I'm trying to understand how TrainingParameterScheduleDouble
works in the CNTK C# API. Unfortunately, there is no documentation and the previous SO thread here appears to be incorrect/incomplete, so I've tried to reverse engineer the behavior myself. Can anyone confirm my conclusions and answer the lingering questions that I have?
Overload #1
TrainingParameterScheduleDouble(value, minibatchSize)
This sets the learning rate to value
per minibatchSize
number of samples, regardless of the actual minibatch size passed to GetNextMinibatch
. Thus, using minibatchSize: 1
is an easy way to specify a per-sample learning rate.
It seems to me that calling the second parameter minibatchSize
is very misleading in this context, since it's totally unrelated to the actual size of each minibatch. I think a better name would have been something like perNumSamples
, or am I missing something?
Overload #2
TrainingParameterScheduleDouble(value)
This is the same as setting minibatchSize: 0
above, and has the effect of using the "natural" minibatchSize
that's passed to GetNextMinibatch
as the number of samples.
So if we have GetNextMinibatch(64)
then new TrainingParameterScheduleDouble(0.001)
will result in a 64x slower learning rate than new TrainingParameterScheduleDouble(0.001, 1)
.
Overload #3
TrainingParameterScheduleDouble(schedule)
This changes the learning rate over time, using the "natural" minibatch size. So a schedule of (30, 0.321), (1, 0.123)
will use a per-actual-minibatch learning rate of 0.321 for the first 30 minibatches and a rate of 0.123 thereafter.
Overload #4
TrainingParameterScheduleDouble(schedule, epochSize)
epochSize
causes IsSweepBased()
to return False
instead of True
, but otherwise has no apparent effect on the learning rate or anything else. This is surprising. Can anyone explain the purpose of epochSize
in this context?
Overload #5
TrainingParameterScheduleDouble(schedule, epochSize, minibatchSize)
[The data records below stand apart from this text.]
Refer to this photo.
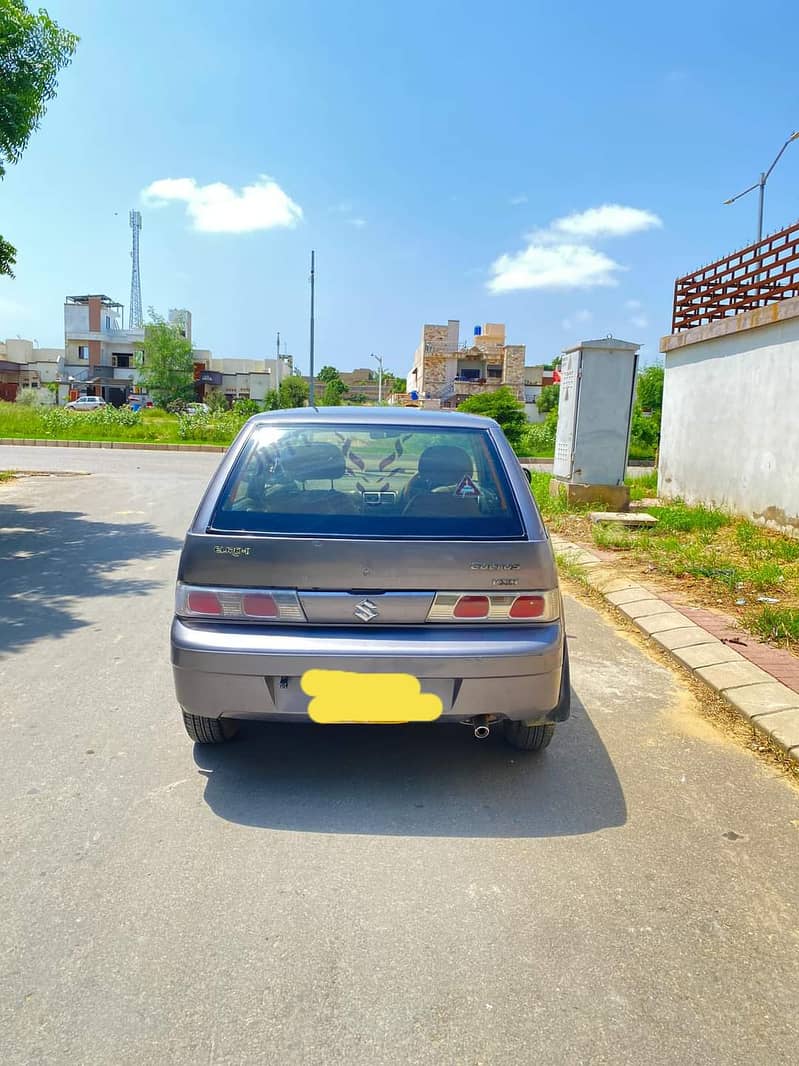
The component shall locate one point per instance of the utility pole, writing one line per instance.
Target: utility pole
(761, 186)
(378, 360)
(310, 381)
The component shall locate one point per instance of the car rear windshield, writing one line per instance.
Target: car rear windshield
(359, 481)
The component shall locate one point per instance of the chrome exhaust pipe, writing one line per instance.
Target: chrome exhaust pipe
(482, 729)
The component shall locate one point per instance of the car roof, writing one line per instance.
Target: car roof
(376, 416)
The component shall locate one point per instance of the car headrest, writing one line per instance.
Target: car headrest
(312, 463)
(444, 465)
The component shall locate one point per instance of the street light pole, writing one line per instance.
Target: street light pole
(310, 380)
(762, 186)
(378, 360)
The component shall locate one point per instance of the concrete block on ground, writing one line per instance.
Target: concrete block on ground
(661, 623)
(617, 584)
(642, 609)
(689, 636)
(783, 727)
(707, 652)
(733, 675)
(763, 700)
(633, 519)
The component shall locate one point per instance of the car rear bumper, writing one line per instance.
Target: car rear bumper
(229, 671)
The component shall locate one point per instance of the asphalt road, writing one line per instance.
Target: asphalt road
(356, 895)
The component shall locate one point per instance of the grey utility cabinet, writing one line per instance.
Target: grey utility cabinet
(594, 412)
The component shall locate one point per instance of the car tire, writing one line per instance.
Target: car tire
(537, 738)
(209, 730)
(527, 738)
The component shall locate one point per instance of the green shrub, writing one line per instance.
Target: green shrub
(216, 427)
(102, 424)
(217, 402)
(503, 406)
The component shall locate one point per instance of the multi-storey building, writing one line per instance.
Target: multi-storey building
(445, 370)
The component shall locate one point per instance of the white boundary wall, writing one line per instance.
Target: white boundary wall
(731, 416)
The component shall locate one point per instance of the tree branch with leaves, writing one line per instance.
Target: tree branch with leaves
(33, 49)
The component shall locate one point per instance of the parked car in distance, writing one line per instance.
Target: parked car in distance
(86, 403)
(378, 565)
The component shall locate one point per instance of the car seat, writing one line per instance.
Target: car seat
(431, 489)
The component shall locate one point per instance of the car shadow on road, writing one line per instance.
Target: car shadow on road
(413, 780)
(50, 561)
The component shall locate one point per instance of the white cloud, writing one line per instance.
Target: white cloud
(218, 209)
(610, 220)
(559, 255)
(553, 267)
(579, 318)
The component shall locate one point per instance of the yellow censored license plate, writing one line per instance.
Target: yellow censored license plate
(339, 696)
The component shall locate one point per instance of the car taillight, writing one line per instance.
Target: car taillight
(472, 607)
(258, 606)
(199, 602)
(238, 604)
(528, 607)
(495, 607)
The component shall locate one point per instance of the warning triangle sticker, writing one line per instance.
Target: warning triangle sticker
(467, 487)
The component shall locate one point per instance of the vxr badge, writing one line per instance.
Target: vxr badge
(367, 611)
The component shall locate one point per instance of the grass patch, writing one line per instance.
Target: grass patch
(778, 625)
(643, 486)
(151, 425)
(718, 560)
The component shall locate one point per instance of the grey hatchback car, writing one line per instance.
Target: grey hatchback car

This is the only way to change the learning rate over time without using the natural minibatch size. So a schedule of (30, 0.321), (1, 0.123)
with minibatchSize: 1
will use a per-sample learning rate of 0.321 for the first 30 samples (regardless of the actual minibatch size) and a rate of 0.123 thereafter. As before, the epoch size has no apparent effect.
Assuming this is correct, it's not clear to me what happens if the learning rate changes in the middle of a minibatch. Can anyone clarify?